Commentary Magazine


What He Thinks and Why

Reuel Marc Gerecht writes about the release of interrogation memos:

Morally and legally, President Obama’s position makes little sense. If U.S. officials are guilty of serious crimes, they should be prosecuted. The notion that CIA officers should escape criminal prosecution because they thought they were following legal orders flies in the face of the historic understanding that soldiers must not obey illegal commands. It will be outrageous cowardice if a Democratic Congress, or the administration, decides to seek the heads of Yoo and Bybee and not seek the prosecution of President Bush, Vice President Cheney, George Tenet, Condoleezza Rice, and others higher up.

It makes even less sense to exempt CIA operatives “in the room” while leaving it to Attorney General Eric Holder to decide the fate of the lawyers and “middle management” officials who devised our policies. The dividing lines between those whose fate is presumably in Holder’s hands and those who either have been promised protection (sort of) by the president or those who occupied the highest levels of office are utterly artificial. This suggests a political methodology is at work: how much revenge can the administration enact without risking a backlash?

There is no logic by which the president and his spinners declare that the central concern is whether “laws were broken,” but then rule out prosecution (for good and legitimate national security reasons) for a select group of those suspected of law-breaking. Moreover, it is the role of the president not the attorney general to determine whether, for reasons of national security and political sobriety, we wish to go down this road. There is a slipperiness and fundamental lack of political courage in repeatedly dodging critical questions that go to the heart of controversial matters.

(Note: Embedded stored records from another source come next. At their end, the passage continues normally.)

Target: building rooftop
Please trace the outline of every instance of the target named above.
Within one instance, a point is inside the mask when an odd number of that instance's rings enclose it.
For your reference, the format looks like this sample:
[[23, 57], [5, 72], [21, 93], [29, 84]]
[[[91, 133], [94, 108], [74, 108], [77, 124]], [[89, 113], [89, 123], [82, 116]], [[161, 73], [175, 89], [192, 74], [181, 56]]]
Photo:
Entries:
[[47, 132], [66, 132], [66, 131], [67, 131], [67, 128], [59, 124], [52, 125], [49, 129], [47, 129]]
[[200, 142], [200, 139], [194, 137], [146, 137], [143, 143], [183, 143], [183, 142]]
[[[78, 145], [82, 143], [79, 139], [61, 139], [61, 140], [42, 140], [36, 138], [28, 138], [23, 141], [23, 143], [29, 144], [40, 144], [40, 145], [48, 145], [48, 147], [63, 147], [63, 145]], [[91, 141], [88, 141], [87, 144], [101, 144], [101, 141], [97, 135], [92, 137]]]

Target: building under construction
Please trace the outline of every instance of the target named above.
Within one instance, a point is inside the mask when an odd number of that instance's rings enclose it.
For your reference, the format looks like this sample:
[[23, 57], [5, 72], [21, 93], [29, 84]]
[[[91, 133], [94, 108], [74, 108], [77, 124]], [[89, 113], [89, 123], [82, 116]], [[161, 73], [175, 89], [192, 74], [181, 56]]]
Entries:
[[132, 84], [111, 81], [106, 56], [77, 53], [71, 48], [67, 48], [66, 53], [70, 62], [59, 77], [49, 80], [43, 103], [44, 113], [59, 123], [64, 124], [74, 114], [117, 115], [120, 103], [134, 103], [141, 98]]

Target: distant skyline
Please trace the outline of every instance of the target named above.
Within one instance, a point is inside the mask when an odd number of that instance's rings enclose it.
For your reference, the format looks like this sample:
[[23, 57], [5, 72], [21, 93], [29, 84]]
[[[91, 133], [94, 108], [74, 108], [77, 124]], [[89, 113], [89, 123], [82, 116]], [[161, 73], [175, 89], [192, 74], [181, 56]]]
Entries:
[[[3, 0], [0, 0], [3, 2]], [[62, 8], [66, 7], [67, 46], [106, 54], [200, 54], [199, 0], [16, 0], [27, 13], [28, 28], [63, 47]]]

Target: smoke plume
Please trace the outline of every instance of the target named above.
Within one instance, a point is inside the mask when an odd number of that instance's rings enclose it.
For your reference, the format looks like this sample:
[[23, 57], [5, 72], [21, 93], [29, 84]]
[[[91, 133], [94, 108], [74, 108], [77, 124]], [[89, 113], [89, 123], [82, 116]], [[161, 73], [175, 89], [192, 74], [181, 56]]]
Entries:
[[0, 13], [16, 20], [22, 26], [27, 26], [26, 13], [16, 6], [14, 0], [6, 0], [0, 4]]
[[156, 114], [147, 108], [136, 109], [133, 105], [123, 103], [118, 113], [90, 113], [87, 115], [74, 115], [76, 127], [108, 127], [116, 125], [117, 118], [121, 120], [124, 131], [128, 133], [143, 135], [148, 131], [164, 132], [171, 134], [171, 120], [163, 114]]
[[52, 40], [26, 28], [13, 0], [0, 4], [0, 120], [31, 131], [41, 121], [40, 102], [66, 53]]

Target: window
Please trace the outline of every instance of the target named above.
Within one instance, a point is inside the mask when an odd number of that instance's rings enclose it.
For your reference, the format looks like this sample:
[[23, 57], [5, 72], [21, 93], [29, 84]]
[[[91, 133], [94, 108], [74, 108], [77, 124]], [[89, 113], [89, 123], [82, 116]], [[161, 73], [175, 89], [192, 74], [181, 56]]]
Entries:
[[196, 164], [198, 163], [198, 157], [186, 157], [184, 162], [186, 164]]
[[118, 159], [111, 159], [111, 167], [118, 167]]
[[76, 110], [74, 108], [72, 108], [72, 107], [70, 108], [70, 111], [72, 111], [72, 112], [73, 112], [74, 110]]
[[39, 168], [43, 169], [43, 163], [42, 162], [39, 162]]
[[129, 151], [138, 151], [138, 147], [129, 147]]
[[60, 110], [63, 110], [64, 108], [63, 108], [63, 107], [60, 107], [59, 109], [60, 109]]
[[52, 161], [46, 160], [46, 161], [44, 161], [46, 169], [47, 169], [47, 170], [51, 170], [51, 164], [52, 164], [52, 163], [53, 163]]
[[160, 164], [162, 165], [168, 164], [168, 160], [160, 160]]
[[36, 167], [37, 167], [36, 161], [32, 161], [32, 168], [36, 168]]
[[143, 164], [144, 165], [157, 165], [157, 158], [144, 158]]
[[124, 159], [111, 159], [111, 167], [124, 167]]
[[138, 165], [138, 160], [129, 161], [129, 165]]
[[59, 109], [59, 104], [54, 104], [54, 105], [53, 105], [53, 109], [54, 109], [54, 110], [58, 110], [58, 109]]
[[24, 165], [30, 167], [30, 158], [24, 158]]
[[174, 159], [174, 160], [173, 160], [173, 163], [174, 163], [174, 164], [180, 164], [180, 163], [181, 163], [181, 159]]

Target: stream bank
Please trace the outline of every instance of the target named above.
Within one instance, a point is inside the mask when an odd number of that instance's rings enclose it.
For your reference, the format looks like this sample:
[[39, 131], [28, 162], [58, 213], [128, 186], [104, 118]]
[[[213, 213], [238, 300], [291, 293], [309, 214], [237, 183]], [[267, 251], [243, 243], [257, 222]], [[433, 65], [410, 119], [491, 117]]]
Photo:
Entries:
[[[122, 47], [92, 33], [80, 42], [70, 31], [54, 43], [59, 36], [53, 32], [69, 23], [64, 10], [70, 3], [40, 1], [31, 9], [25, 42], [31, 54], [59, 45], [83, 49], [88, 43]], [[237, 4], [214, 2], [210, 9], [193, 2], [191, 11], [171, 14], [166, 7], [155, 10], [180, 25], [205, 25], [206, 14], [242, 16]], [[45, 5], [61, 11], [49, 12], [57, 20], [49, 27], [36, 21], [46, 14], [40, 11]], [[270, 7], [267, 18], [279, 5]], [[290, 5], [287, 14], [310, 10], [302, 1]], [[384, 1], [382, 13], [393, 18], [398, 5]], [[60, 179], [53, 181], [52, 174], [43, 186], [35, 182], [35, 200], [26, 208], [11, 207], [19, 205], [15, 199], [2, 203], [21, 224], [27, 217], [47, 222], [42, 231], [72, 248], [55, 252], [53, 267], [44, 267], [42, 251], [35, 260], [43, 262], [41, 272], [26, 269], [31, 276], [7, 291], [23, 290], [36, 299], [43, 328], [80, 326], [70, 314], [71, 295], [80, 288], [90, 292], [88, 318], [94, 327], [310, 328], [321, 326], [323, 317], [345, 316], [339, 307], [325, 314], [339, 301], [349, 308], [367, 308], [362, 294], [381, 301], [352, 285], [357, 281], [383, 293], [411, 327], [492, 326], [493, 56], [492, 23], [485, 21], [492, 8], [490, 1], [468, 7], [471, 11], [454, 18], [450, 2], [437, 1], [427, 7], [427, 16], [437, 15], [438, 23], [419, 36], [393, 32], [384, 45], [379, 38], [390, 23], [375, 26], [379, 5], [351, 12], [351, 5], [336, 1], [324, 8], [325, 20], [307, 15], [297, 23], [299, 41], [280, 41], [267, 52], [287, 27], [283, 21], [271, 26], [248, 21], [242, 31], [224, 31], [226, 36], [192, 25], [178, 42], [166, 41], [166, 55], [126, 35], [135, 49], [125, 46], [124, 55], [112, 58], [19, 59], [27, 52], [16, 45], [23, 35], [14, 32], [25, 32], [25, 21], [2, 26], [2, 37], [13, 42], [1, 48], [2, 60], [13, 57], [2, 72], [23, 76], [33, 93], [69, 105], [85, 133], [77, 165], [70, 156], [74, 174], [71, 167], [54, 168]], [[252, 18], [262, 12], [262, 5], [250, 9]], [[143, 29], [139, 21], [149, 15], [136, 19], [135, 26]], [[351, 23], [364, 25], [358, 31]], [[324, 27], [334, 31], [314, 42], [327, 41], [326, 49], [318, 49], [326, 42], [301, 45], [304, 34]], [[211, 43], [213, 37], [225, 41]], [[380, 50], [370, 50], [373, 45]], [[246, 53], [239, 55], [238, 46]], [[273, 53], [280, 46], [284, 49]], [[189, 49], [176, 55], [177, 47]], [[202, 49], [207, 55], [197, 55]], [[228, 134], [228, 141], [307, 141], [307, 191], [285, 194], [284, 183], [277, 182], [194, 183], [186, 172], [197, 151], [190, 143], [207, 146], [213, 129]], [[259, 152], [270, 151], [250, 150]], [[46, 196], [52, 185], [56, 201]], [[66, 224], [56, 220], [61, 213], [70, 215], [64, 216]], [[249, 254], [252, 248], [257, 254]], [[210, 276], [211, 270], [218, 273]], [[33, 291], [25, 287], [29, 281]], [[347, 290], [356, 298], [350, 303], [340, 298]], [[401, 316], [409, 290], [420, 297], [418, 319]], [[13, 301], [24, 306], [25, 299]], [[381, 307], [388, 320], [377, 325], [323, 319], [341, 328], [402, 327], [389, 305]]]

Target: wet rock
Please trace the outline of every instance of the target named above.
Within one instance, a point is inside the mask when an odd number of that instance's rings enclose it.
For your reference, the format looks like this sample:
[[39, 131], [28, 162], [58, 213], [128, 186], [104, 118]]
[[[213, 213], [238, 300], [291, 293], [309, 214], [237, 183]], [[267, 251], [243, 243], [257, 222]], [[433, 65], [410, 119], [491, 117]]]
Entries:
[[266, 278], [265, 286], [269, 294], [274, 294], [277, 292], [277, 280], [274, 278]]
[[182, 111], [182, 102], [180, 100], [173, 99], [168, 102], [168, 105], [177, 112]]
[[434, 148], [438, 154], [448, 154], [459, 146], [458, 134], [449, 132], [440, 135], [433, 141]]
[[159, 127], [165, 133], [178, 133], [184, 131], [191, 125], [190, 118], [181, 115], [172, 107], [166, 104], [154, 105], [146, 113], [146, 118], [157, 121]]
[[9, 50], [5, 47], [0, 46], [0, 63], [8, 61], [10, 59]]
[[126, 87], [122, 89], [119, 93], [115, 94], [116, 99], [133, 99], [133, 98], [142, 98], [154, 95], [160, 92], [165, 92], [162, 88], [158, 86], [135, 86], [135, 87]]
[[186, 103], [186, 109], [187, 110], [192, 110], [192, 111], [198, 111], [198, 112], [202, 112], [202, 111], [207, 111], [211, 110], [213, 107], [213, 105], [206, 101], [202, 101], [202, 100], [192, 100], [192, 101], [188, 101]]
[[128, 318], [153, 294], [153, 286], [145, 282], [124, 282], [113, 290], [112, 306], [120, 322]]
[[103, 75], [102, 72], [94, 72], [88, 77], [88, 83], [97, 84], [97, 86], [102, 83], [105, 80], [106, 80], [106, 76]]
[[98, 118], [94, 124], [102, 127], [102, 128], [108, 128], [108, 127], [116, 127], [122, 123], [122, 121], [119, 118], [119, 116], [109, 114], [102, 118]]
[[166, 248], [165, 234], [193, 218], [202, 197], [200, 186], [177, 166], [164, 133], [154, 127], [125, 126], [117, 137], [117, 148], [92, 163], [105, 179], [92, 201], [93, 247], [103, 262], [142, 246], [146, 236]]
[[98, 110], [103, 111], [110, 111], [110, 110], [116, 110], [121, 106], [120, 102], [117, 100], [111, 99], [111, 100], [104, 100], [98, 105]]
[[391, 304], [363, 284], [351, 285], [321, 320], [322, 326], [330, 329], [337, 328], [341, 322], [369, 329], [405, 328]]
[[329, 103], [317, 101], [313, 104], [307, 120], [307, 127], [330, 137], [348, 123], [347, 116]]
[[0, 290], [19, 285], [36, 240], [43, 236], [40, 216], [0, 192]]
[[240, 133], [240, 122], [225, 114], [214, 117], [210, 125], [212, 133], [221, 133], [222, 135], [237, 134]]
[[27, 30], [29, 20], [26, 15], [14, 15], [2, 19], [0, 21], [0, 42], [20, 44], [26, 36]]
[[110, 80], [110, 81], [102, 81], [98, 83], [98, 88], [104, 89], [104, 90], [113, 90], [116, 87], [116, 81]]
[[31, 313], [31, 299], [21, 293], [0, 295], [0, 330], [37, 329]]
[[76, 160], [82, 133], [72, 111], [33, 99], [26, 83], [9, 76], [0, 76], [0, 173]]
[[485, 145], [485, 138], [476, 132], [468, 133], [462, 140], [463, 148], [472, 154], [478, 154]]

Perhaps the president needs an address to the nation to make clear what he thinks on these and other issues:

Are all the methods described in the memos (slapping on the face included) “torture” in his mind?

Does he think lives were saved by these techniques? If not, did Admiral Blair, General Hayden, and others get it wrong?

What is the rationale for exempting some but not all officials from the prospect of a witchhunt?

Does he fear those in his administration might face retribution in the future?

How can Leon Panetta credibly  face the intelligence community after the administration disregarded his advice about revealing interrogation methods?

The list goes on. This is one issue on which Obama cannot satisfy everyone, even in his own party. But the country deserves to know what he thinks and why.